Lenier Pero 6-0 (3) – The perspective

Luckily for Frank, who lost 5 times to Pero, he’s not yet big enough to fight Sanchez. It was a big fight against Bruzon, who impressed enough to win favor with PBC as well. Pero boxed at the 2016 Olympics losing to Filip Hrgovic in the quarterfinals, so he didn’t win a medal. His brother Dainier Pero suffered the same fate at the 2020/21 Olympics losing to Richard Torrez Jr. The Peros are much more refined and accomplished amateur-style fighters. In order to promote Lenier, they will have to add to his style. Even for popularity, he’ll need to have more of a killer instinct like Ortiz, but he’s only 29, and as long as he’s busy with PBC, he’ll have time to do it.

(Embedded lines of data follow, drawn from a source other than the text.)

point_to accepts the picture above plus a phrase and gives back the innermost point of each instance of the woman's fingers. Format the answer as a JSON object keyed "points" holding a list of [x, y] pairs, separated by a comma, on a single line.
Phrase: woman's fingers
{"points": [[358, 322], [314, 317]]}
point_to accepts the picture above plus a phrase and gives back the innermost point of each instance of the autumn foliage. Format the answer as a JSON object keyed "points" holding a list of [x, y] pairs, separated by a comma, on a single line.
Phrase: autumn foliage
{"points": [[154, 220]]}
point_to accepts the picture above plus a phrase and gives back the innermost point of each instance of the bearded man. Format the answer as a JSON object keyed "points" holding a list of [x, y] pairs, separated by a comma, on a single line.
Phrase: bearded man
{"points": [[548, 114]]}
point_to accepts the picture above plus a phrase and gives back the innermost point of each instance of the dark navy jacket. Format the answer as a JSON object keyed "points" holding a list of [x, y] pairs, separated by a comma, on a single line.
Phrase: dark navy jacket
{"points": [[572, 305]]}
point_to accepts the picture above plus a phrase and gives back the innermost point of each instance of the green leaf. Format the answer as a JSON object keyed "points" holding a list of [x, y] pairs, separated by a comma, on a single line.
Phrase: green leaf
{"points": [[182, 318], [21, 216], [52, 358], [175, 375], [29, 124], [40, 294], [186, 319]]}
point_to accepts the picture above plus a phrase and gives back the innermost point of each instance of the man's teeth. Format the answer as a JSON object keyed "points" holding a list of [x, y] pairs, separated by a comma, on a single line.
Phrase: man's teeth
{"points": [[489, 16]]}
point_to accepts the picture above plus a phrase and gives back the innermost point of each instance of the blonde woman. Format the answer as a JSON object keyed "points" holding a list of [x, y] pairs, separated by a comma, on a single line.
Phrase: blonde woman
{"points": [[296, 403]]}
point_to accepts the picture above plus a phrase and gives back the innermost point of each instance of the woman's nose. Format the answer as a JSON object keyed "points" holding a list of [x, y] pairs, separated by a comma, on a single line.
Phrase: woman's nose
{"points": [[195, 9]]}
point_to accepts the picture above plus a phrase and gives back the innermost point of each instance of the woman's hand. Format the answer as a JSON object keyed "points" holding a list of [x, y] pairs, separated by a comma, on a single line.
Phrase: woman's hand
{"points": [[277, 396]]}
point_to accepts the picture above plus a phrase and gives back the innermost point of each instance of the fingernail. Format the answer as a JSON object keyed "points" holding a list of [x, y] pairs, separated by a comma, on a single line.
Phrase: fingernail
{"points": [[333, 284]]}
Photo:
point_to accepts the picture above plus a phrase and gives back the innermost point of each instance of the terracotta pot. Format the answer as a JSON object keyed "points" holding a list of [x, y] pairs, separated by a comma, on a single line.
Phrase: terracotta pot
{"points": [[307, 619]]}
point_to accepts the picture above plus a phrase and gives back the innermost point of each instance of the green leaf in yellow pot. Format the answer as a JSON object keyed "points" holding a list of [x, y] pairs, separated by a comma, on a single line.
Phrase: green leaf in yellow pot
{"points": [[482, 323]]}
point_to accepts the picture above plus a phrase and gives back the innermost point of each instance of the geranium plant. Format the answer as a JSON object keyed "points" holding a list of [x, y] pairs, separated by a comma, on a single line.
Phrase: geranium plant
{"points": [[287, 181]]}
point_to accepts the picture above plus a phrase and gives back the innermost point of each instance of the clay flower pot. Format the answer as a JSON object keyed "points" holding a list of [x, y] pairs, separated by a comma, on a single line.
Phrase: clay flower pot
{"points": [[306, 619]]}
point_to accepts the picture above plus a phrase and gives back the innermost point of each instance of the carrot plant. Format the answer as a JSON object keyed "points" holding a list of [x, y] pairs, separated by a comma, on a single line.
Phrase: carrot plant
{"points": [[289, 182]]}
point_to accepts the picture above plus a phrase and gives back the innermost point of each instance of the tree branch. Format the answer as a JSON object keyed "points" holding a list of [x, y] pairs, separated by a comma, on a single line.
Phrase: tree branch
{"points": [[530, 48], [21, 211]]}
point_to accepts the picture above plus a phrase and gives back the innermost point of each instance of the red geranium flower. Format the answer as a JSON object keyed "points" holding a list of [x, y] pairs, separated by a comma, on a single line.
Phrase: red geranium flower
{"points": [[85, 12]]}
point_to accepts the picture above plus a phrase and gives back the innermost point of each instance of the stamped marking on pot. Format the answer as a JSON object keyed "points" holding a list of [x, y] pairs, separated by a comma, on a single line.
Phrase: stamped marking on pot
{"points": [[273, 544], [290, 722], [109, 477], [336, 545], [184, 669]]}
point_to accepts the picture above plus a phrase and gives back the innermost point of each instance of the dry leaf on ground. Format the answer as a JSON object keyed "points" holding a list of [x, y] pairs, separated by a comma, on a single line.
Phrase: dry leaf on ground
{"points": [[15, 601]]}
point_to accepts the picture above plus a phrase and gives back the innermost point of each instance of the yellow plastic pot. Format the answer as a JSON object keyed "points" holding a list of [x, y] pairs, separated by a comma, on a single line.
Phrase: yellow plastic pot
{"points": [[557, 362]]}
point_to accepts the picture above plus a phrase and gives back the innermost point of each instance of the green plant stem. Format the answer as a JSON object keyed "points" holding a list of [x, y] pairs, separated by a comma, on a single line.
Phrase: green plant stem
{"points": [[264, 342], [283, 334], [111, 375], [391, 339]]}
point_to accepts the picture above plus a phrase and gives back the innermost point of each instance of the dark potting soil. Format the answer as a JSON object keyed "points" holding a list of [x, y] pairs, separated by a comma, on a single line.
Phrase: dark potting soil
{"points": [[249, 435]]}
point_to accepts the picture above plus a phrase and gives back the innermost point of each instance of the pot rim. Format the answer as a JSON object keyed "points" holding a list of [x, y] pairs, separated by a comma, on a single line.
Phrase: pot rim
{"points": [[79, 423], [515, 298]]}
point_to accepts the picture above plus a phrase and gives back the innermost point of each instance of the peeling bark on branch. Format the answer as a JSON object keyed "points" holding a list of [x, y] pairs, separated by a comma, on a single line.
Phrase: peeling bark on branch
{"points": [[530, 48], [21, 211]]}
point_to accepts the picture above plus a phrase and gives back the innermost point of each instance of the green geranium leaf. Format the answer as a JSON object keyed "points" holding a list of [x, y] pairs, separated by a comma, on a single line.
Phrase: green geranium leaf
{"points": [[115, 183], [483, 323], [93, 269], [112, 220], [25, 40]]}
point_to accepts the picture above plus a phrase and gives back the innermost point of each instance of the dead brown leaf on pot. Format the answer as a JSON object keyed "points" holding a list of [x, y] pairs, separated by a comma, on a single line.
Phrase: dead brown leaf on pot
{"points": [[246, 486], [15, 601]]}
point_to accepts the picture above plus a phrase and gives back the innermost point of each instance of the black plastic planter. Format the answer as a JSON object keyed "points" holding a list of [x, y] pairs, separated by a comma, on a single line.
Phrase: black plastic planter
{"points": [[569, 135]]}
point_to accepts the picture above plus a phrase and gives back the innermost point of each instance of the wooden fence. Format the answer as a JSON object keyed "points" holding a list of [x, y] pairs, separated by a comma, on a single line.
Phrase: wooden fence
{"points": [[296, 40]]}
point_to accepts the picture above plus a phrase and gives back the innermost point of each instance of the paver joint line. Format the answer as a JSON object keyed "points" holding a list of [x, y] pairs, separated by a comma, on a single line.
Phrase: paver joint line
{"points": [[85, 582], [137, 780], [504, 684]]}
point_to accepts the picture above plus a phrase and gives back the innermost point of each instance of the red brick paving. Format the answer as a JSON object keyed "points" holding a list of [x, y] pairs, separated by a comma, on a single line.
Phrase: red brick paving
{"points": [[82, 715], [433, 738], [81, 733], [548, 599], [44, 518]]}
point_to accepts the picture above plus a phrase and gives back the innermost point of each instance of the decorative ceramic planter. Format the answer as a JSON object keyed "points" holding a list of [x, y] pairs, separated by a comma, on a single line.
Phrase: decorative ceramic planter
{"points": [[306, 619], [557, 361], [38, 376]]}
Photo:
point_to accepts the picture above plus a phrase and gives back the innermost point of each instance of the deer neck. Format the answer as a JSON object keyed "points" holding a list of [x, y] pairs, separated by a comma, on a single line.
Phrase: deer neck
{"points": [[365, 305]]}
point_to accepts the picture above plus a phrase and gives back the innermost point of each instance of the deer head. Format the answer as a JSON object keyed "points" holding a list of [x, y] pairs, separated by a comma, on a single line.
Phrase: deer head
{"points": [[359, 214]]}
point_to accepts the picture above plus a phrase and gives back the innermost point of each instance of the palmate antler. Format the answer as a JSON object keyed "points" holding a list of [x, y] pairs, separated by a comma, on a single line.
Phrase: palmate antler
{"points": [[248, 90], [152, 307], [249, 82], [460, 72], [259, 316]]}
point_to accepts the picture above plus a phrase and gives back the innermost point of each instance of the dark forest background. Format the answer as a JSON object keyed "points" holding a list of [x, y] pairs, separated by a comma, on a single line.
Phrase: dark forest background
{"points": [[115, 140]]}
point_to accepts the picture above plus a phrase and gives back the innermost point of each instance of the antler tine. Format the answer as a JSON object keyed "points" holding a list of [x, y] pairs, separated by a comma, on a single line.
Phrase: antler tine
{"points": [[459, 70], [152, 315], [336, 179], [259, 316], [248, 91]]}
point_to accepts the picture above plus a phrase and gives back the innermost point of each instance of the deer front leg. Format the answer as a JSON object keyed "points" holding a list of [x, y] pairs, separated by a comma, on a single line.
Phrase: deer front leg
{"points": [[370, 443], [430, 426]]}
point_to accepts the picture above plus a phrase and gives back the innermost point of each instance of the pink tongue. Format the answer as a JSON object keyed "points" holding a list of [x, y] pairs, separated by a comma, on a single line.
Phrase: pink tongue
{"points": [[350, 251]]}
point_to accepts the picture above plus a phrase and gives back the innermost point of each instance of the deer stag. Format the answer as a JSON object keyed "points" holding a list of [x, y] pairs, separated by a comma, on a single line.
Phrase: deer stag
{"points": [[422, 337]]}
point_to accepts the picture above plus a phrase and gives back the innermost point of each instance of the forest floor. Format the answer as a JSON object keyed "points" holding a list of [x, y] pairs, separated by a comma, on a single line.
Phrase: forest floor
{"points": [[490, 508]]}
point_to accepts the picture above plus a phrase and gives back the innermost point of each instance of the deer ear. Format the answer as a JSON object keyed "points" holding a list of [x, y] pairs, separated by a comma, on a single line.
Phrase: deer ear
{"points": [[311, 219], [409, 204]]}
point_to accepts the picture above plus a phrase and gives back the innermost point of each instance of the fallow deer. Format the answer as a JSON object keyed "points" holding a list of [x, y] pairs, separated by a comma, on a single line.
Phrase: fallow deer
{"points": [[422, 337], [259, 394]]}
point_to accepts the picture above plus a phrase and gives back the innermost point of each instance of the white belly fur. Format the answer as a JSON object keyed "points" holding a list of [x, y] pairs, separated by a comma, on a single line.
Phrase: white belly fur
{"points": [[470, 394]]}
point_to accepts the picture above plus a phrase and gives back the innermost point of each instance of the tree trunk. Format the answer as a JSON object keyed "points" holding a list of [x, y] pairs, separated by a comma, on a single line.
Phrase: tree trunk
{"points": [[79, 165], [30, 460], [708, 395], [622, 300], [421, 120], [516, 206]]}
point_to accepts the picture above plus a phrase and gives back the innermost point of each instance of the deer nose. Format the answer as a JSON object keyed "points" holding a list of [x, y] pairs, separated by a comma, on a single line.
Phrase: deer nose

The next step for him could be a lineup of fighters from the Sunday card. I have a feeling Gerald Washington could retire, but he still has a few questions to ask. Iago Kiladze is probably more likely, who can knock you out if you’re not careful, or Jonathon Rice, who thinks he can devote himself to boxing after his two wins against Michael Coffie. Christian Hammer is always a test, and some other names that come to mind include Lucas Browne, Robert Alfonso (Cuban), Kevin Johnson, Carlos Negron, and Bogdan Dinu.

Pero is definitely one to watch, but there is still a long way to go.

And the new one?

Sadly, around this time, I suspect that all of these guys might fail in their quest for heavyweight glory, but from what I’ve seen Frank Sanchez has the greatest luck in the near future.